At about 8 mo.’s I started making combo dishes and introducing the gassier causing veggies: broccoli, cauliflower, spinach, etc. Not afraid to add in herbs and spice either (obviously less than I would for us and also obviously omitting anything super spicy, peppery or hot.) Bland, over processed, pureed baby food seems to be a western way of feeding our little one’s, babes in other countries outside of Canada and the US are feeding their little one’s much more flavorful creations. And they do just fine. I think that feeding your wee one bland food promotes an underdeveloped taste for herb/spice and will only eat the bland pre-fab stuff as toddlers.
To date, the WSL is now 11 months, (holleeeeee….!!!! B-day planning soon. WHOA. 1 year has passed so fast. Aw, my little guy. We just started sleep training last night. Tough stuff.) Anyhew, I digress. Back to the food. He is gobbling up/savouring (complete with lots of MmmmMmm, Nom Nom Nom sounds) all sorts of delightful dishes. We also mash up a bit (for easier digestion) half of his food to spoon feed and let him eat small pieces he takes himself. He loves feeding himself. These are some staples/frequent appearances on the WSL’s menu. I’m sure you can figure out between breakfast, lunch and dinner. If you are looking for neat organized lists, I am so not that girl. But I can totally share recipies. We’re getting away from pureeing his steamed veggies and fruits aside from the applesauce and smoothies.
- Coconut curried chickpeas or chicken with veg and brown rice
- Spaghetti Bolognese (beef, elk or bison – at this point he’s had them all! With spelt pasta (loooves slurping the noodles)
- Stews (same assortment of meat as above). Stewed veggies are REALLY lovely for ‘baby led weaning’ > fancy term for baby feeding themselves small amounts of whole foods.
- Smoothies (everything from berries, bananas, spinach, avocado, mango, plain yogurt, kale – you name it I add in the green stuff with the sweet stuff and we all enjoy it immensely while getting just about as raw fresh and healthy as one can get.

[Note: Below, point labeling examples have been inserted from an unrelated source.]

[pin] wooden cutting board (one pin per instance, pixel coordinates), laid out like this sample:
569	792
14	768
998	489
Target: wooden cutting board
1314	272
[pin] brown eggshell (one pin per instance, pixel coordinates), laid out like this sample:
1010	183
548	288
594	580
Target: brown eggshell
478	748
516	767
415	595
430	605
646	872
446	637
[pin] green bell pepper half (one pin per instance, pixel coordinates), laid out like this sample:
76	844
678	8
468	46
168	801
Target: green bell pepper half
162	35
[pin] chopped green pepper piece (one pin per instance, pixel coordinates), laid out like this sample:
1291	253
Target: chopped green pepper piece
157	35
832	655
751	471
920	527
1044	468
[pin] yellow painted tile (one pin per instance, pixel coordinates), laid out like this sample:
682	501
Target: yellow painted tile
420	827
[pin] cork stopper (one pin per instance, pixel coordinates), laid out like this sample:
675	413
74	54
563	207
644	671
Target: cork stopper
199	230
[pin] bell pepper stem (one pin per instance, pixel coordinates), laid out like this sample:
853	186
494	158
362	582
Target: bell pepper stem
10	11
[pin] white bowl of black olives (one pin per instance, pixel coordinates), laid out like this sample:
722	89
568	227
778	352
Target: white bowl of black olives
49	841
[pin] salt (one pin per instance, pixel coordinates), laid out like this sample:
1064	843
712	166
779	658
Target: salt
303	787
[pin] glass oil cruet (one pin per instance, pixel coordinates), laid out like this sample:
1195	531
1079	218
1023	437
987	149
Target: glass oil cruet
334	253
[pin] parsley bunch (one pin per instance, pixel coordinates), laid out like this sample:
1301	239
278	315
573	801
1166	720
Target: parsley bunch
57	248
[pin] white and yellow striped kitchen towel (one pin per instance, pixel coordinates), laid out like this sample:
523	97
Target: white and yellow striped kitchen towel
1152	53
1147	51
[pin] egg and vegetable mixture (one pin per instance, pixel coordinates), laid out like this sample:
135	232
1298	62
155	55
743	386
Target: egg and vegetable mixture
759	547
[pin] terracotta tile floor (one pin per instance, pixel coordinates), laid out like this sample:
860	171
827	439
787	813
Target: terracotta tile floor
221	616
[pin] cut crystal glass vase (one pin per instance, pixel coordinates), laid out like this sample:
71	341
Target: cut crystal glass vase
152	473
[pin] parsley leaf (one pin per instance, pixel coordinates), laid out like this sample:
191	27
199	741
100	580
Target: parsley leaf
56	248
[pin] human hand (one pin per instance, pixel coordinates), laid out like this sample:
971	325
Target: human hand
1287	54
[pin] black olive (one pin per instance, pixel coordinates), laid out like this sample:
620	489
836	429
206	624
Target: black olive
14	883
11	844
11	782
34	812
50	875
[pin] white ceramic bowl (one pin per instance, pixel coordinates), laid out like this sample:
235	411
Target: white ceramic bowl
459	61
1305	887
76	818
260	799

- Homemade applesauce with quinoa or cous-cous
- Oatmeal with apples and cinnamon
- Yogurt with blueberries. This kid can’t get enough of those!
- Fish (so far he’s had wild trout, white fish and salmon)
- Roasted chicken and veggies
- Spelt toast and almond or peanut-butter. NOT the Kraft, full of icing sugar kind. This kind.
- cheese and hummus with toast or pita
- Spinach and lentil soup (with brown rice or cous-cous)
- Banana bread here and there (baked with agave nectar over sugar: 1/2 what the recipe calls for, with more banana, spelt flour and 1/2 the butter)
- Scrambled eggs with cheese and basil (or plain, or other green leafy stuff)-
- Tons of banana, avocado, strawberries, mango, cantaloupe, most other fruit you could imagine as well as a plethora of veggies.
Basically I combine all sorts of these things for quick stuff while also making special dishes – to make sure he has a healthy variety, try to make meal-time fun and something that we do together. Not always easy as we were late diners, especially since we are so busy and I love to cook from scratch. Back in the day our dinner-time was 9 or 10pm. So dinner-time has been a challenge.
No, I did not purchase a food mill or fancy blender. I used a hand-held to blend most everything in a big bowl (I would make large batches and freeze). It’s even easier now, as he eats what we eat, for the most part. Although I still make the applesauce in large batches and freeze. You may note we have given the WSL higher allergen foods such as strawberries, eggs and peanut butter. Our pediatrician said it’s all good, as as you can read here – the research and recommendations are constantly changing. So I just keep it simple, keep it safe (on it’s own) when introducing high allergen stuffs. Mainly, keep it fun, fill it with love and deelish!